CCRL 40/4 single cpu list - IPONized

lkaufman · Post by **lkaufman** » Fri Nov 25, 2016 4:09 am

carldaman wrote:
lkaufman wrote:
Laskos wrote:
lkaufman wrote:
ThatsIt wrote:
IWB wrote:I like 'IPONized'!
[...snip...]
Isn't that a good start to standardize elo calculation and base rating within the lists. I am open for suggestions! (And I am more willing to compromise with the rating (as this is arbitrary anyhow) than with the statistical method ... but if all agree to follow a democratic vote I am in!)
I would like to see Critter 1.6x 1CPU @ ELO 2800.

Best wishes,
G.S.
It seems to me that if you are going to have engine ratings that are intended to suggest what they would rate vs. top humans, the base rating should be an engine that actually played many GMs, with a very conservative estimated rating since engine vs engine ratings do seem to overstate improvement somewhat. Due to the many games between Rybka (versions from about 2.3.2a to Rybka 3) and GMs with varying handicaps and conditions, I can say with reasonable confidence that Rybka 3 on 1 cpu would have a FIDE rating somewhere in the 2900s, and so fixing it at 2900 would be a suitably conservative value. This just happens to be almost exactly its current IPON rating. These Rybka versions from 2.3.2a to 3, running on 4 or 8 cores almost a decade ago, were probably on average about like Rybka 3 running single core on a typical laptop I7 today. Rybka beat GM Joel Benjamin (then about 2600 FIDE) by 7 to 1 in normal chess despite giving him White in every game, and beat GM Jan Ehlvest (then well over 2600) by 4.5 to 1.5 giving him White every game, double time, only 3 move opening book, no TBs, and small Hash size. Matches with material handicaps confirmed that Rybka was well beyond the strength of any human player. So I favor using Rybka 3 as the anchor at 2900, since it is the strongest engine with a rating that can be clearly justified based on GM matches.
Also, the newer versions of Komodo on 24 cores about 3300 FIDE on 1 hour TC. We established that with reasonable confidence. 1 core would be about 3150 FIDE at that TC. In Bullet and Blitz games the FIDE ELO level of Komodo is even higher. I often see naive statements, like "engines now are 3200 level". This quantity depends on time control, hardware, FIDE or engine ratings, contempt, opening book, etc. Also, FIDE and CCRL ratings differ not only in offset, but also in rating compression of FIDE ratings compared to engine ratings, and this seems to be even non-linear on large ELO spans.
This compression problem makes it a matter of opinion where to anchor the list. Although we pretty much agree on the ratings for Komodo based on these handicap matches, the rating for Rybka 3 is much less dependent on assumptions and calculations, as it actually played 14 games of normal chess with strong GMs at fairly normal time limits. True, there were various other advantages for the GMs, especially White in every game, but the elo value of White is well known, and the other advantages only applied to six of the games and were not too large. So I think Rybka 3 makes a better anchor as its rating can be much more easily explained. Actual performance for 11.5 out of 14 score was close to 2900, without even adjusting for White pieces, so 2900 is clearly a very conservative rating for Rybka 3. Actually those 14 games were played with versions closer to Rybka 2.32a than to Rybka 3, so even though they were played on 4 cpus I think Rybka 3 on one modern cpu would be at least as strong.
2900 seems too conservative a rating for Rybka 3. It was way ahead of its peers back in its heyday. Even the old Chess Tiger 14 achieved performance levels of about 2800 FIDE ELO in human tournaments way back in 2001.

CL

I agree, probably it deserves at least 2950. I pick 2900 because it can be shown to be pretty much a low bound estimate, and because compression makes the top engines come out too high unless we suppress the anchor a bit.

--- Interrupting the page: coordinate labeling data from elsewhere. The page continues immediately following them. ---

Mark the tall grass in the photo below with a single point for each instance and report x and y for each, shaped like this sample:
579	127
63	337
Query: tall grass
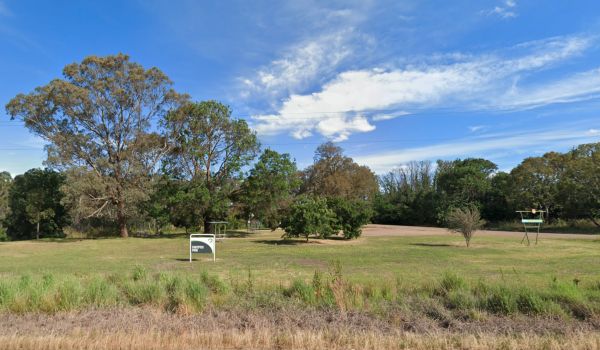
451	296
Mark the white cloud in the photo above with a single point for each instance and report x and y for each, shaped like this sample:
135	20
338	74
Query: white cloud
343	105
300	65
573	88
388	116
506	10
476	128
476	146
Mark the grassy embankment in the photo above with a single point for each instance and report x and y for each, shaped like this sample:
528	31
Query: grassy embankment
404	289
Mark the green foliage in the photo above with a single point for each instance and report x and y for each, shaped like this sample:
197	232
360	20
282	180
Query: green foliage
269	189
309	216
210	148
407	196
350	215
35	204
98	121
465	221
579	187
5	185
334	175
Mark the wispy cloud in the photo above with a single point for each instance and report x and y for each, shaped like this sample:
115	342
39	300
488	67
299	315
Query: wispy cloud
576	87
506	10
477	146
300	65
353	100
476	128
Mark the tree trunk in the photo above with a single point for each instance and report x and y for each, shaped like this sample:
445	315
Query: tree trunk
122	219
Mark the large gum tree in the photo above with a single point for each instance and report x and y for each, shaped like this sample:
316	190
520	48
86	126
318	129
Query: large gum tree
98	120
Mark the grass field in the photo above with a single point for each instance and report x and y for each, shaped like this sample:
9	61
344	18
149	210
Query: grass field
415	288
414	259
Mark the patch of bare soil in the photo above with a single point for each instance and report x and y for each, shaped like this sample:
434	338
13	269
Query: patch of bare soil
147	328
375	230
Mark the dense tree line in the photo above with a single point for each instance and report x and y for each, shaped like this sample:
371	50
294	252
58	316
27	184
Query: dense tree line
125	148
567	185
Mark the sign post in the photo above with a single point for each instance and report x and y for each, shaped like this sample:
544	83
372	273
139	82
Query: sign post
202	244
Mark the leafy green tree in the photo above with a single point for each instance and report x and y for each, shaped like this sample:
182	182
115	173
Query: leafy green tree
535	183
210	150
335	175
497	204
351	215
98	119
462	183
579	185
407	196
35	205
5	184
309	216
270	187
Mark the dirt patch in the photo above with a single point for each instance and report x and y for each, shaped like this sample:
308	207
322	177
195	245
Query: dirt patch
375	230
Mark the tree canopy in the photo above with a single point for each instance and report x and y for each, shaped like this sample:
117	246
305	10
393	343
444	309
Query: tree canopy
270	187
210	148
334	175
99	118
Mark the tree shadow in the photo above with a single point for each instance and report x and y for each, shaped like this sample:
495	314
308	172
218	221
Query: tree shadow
432	244
164	235
285	242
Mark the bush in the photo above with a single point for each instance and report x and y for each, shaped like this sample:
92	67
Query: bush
309	216
465	221
351	215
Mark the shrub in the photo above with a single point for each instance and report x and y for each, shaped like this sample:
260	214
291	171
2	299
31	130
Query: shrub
500	301
351	215
465	221
309	216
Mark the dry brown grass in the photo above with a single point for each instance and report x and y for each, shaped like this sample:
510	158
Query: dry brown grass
266	338
146	328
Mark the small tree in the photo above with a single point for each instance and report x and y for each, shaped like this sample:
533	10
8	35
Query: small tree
309	216
36	205
351	215
465	221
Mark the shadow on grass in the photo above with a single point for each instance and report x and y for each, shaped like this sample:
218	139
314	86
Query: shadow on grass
432	244
285	242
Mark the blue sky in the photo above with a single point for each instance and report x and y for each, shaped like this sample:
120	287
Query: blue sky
390	81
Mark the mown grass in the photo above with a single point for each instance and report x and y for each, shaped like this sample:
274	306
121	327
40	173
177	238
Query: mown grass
449	297
270	260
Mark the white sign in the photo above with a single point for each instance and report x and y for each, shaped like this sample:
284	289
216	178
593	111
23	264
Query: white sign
202	244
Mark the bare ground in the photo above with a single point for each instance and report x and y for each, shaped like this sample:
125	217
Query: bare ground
147	328
375	230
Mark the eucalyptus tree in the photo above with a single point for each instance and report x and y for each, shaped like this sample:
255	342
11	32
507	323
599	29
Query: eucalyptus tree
5	184
98	120
270	187
335	175
210	150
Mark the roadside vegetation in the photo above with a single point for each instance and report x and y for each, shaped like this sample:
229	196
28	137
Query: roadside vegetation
448	298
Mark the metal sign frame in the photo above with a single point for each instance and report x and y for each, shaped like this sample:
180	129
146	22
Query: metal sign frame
532	222
208	240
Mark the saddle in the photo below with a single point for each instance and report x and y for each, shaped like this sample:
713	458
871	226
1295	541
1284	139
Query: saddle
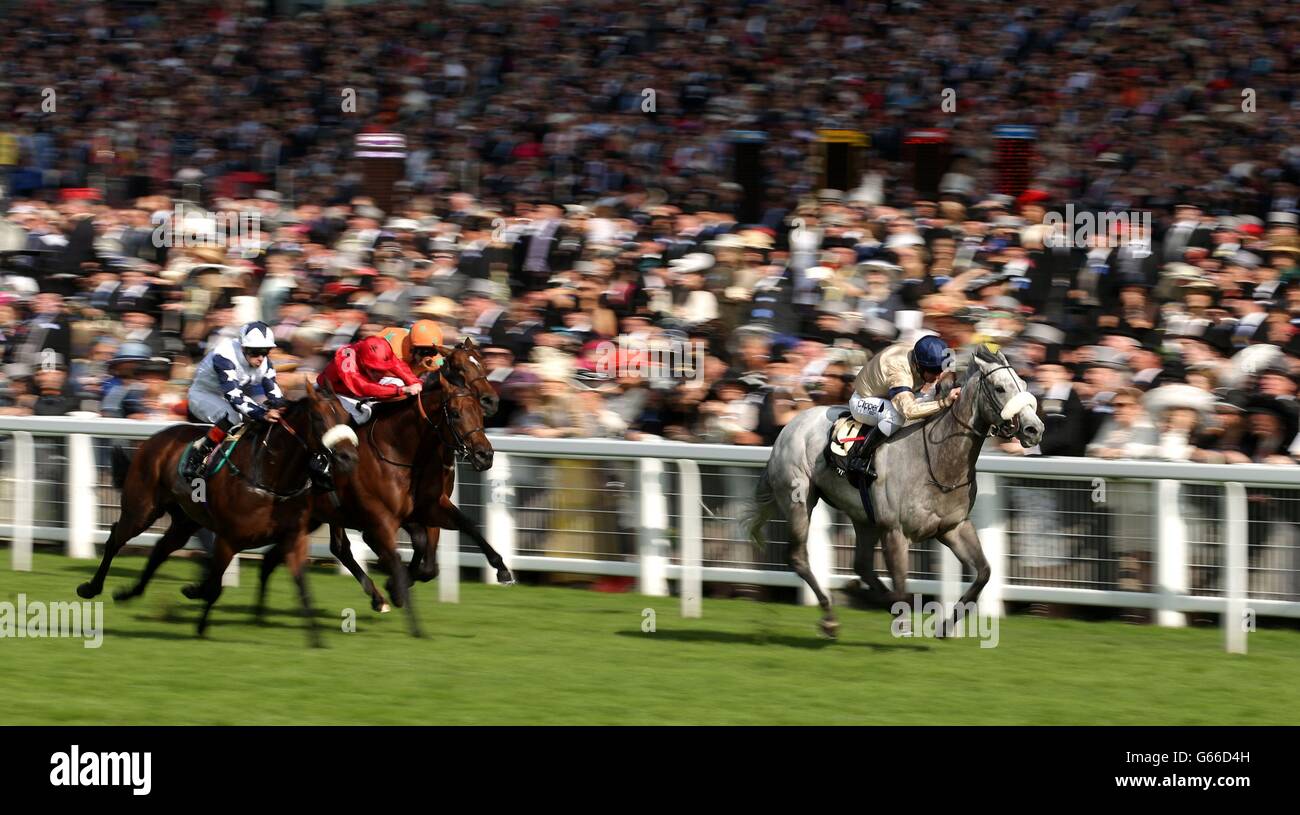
219	456
846	436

Laskos · Post by **Laskos** » Fri Nov 25, 2016 6:10 am

lkaufman wrote:
Laskos wrote:
lkaufman wrote:
ThatsIt wrote:
IWB wrote:I like 'IPONized'!
[...snip...]
Isn't that a good start to standardize elo calculation and base rating within the lists. I am open for suggestions! (And I am more willing to compromise with the rating (as this is arbitrary anyhow) than with the statistical method ... but if all agree to follow a democratic vote I am in!)
I would like to see Critter 1.6x 1CPU @ ELO 2800.

Best wishes,
G.S.
It seems to me that if you are going to have engine ratings that are intended to suggest what they would rate vs. top humans, the base rating should be an engine that actually played many GMs, with a very conservative estimated rating since engine vs engine ratings do seem to overstate improvement somewhat. Due to the many games between Rybka (versions from about 2.3.2a to Rybka 3) and GMs with varying handicaps and conditions, I can say with reasonable confidence that Rybka 3 on 1 cpu would have a FIDE rating somewhere in the 2900s, and so fixing it at 2900 would be a suitably conservative value. This just happens to be almost exactly its current IPON rating. These Rybka versions from 2.3.2a to 3, running on 4 or 8 cores almost a decade ago, were probably on average about like Rybka 3 running single core on a typical laptop I7 today. Rybka beat GM Joel Benjamin (then about 2600 FIDE) by 7 to 1 in normal chess despite giving him White in every game, and beat GM Jan Ehlvest (then well over 2600) by 4.5 to 1.5 giving him White every game, double time, only 3 move opening book, no TBs, and small Hash size. Matches with material handicaps confirmed that Rybka was well beyond the strength of any human player. So I favor using Rybka 3 as the anchor at 2900, since it is the strongest engine with a rating that can be clearly justified based on GM matches.
Also, the newer versions of Komodo on 24 cores about 3300 FIDE on 1 hour TC. We established that with reasonable confidence. 1 core would be about 3150 FIDE at that TC. In Bullet and Blitz games the FIDE ELO level of Komodo is even higher. I often see naive statements, like "engines now are 3200 level". This quantity depends on time control, hardware, FIDE or engine ratings, contempt, opening book, etc. Also, FIDE and CCRL ratings differ not only in offset, but also in rating compression of FIDE ratings compared to engine ratings, and this seems to be even non-linear on large ELO spans.
This compression problem makes it a matter of opinion where to anchor the list. Although we pretty much agree on the ratings for Komodo based on these handicap matches, the rating for Rybka 3 is much less dependent on assumptions and calculations, as it actually played 14 games of normal chess with strong GMs at fairly normal time limits. True, there were various other advantages for the GMs, especially White in every game, but the elo value of White is well known, and the other advantages only applied to six of the games and were not too large. So I think Rybka 3 makes a better anchor as its rating can be much more easily explained. Actual performance for 11.5 out of 14 score was close to 2900, without even adjusting for White pieces, so 2900 is clearly a very conservative rating for Rybka 3. Actually those 14 games were played with versions closer to Rybka 2.32a than to Rybka 3, so even though they were played on 4 cpus I think Rybka 3 on one modern cpu would be at least as strong.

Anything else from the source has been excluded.